TL;DR
This paper reveals that the standard Phillips curve misses a key term related to workers' wage reset behavior, significantly affecting inflation predictions and policy impacts across countries.
Contribution
It introduces a new first-order term into the Phillips curve, incorporates it into a multi-country HANK model, and demonstrates its importance for inflation and policy analysis.
Findings
Omitted term accounts for 7% more cumulative inflation in baseline.
Delayed monetary policy increases inflation by 10-26%.

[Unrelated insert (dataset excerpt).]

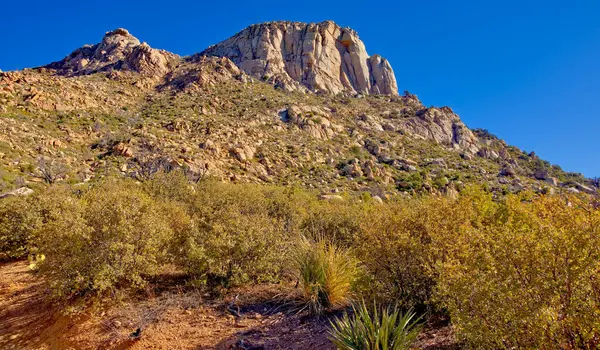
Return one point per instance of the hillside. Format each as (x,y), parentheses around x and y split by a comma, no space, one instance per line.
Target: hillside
(283,103)
(275,191)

Country composition explains 6.6 percentage-point-quarters differences.
Abstract
The standard wage Phillips curve aggregates away from which workers reset wages when. I show this aggregation omits a first-order term: the covariance between workers' cost-push exposure and their reset frequency. I introduce two sufficient statistics and embed them in a multi-country HANK model calibrated to six euro-area economies. The omitted term generates 7 percent more cumulative core inflation in the baseline and 10--26 percent more when monetary policy is delayed. Two economies with identical openness can differ by 6.6 percentage-point-quarters solely from within-country composition. Targeted essentials subsidies reduce welfare loss by 32 percent relative to aggressive tightening. Out of sample, the model correctly predicts the persistence ranking across the UK, the US, and Japan.